By all accounts, my diet alone is a danger to the environment. Few here in California it seems, where we acknowledge ourselves to be The great American forward thinkers, are too concerned about this.
Recently, I took a fun little online ecological footprint quiz, (do it for yourself here http://www.myfootprint.org/ it'll only take a minute and then you can come back...) and wasn't exactly thrilled to discover even as a virtual shut-in, based on this test, if the world was populated purely by the likes of me, we'd need 2.4 planet earths to sustain me and my profligate ways.
Not to blow my own horn too hard, but, I am not nearly the worst in 90026. Apparently in my neighborhood, given the resources consumed, people are typically batting about 11 planet earths to sustain them.

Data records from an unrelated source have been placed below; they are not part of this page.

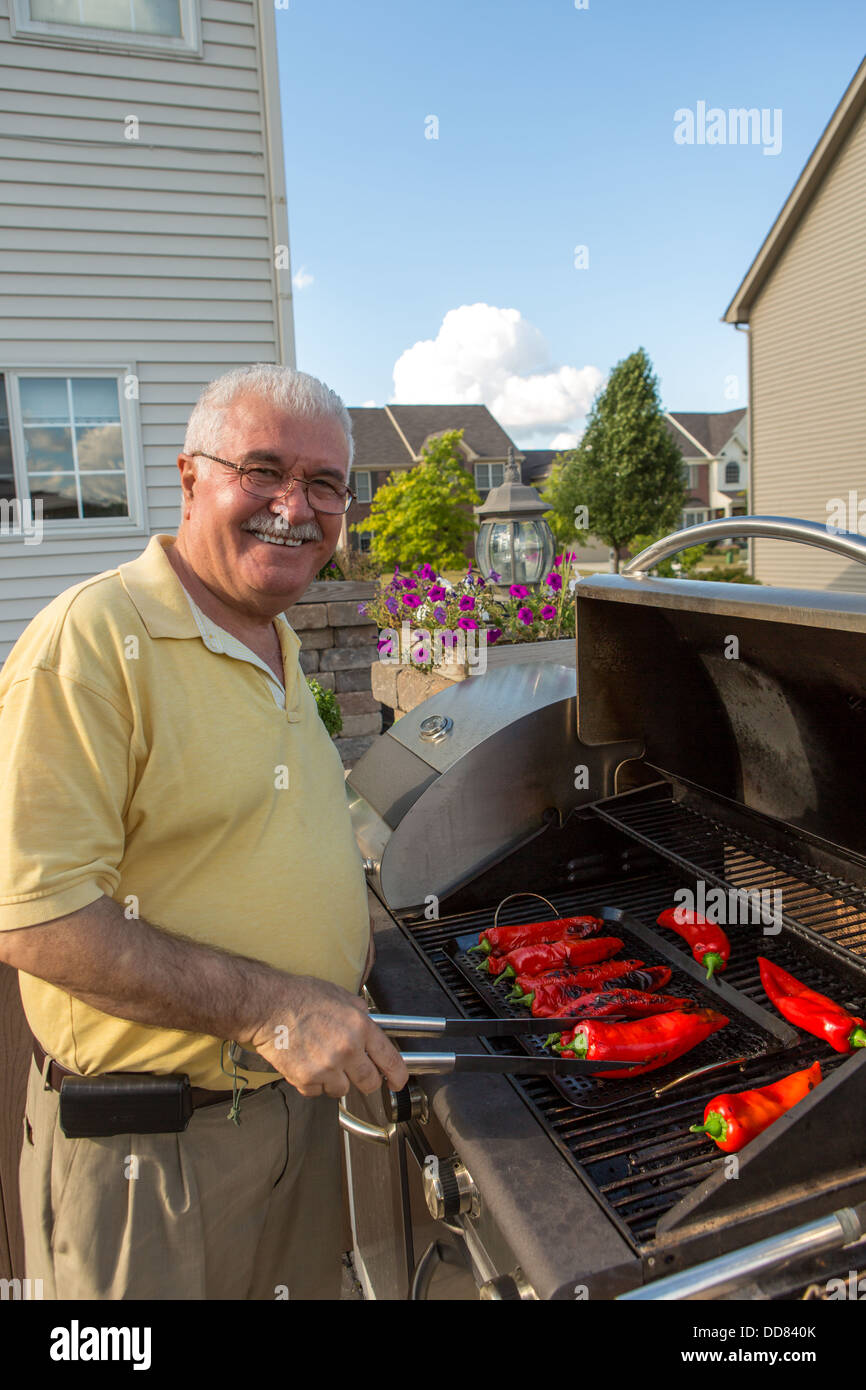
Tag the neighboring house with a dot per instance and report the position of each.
(392, 438)
(143, 252)
(804, 300)
(715, 462)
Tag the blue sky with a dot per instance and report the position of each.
(555, 131)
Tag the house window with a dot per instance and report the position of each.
(164, 25)
(362, 485)
(488, 476)
(66, 444)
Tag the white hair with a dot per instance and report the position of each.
(295, 392)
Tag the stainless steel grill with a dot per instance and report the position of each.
(706, 774)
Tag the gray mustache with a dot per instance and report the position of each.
(270, 524)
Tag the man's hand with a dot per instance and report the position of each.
(321, 1040)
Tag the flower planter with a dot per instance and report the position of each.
(403, 687)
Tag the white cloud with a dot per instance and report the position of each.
(495, 357)
(565, 439)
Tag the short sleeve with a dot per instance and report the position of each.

My usual arrangement for saving energy is to confine myself to the couch. Apparently, that is no longer going to be enough. I agree with TV's Bill Maher that we Americans wouldn't give up our TV remotes even if that was what it would take to save the world. Deal or no Deal? We wouldn't do it, and not one politician would even attempt to legislate it, even if were to be unequivocally true.
Anyways... Every half-baked journey begins with a first step and well, it seems the people in old Europe are country miles ahead of us v.progressive Californians on this one. How can it be that even my beloved California feels as if it is becoming as backwards as the rest of America? Loading up our jails with innocuous Paris Hilton types and cutting funding for farmers markets.
So in my search to make a difference by doing more than recycling our milk cartons and cereal boxes, I was thrilled to discover at the Climate group website that just everything else I can do personally to become a world class saver of the world, is really, really, quite, quite easy. I discovered that if I reduce the temperature of the water I use to wash my clothes to 85 degrees, I would see energy savings of 40%.
I'll start by saying, it's probably somehow wrong to drive my poor mpg convertible to a Burbank laundrette on laundry days. Even if it is a beautiful one. Even on a Sunny morning. So I'd be off to a bad start there. But I've begun to keep the temperature down of my water down. Down to 85 degrees. Sometimes less.
We're forever hearing that protecting the environment is too expensive for business to burden. Seriously, I'm serious... So when I began cutting the energy I used at the laundrette by 40%, I was kinda chagrined to discover that I wasn't asked for 40% fewer quarters to complete the wash. A willful lack of sophistication on the part of the washing machine makers? Or maybe Maybe this green business is good for business after all. It's gonna be good for the owners of the beautiful laundrettes.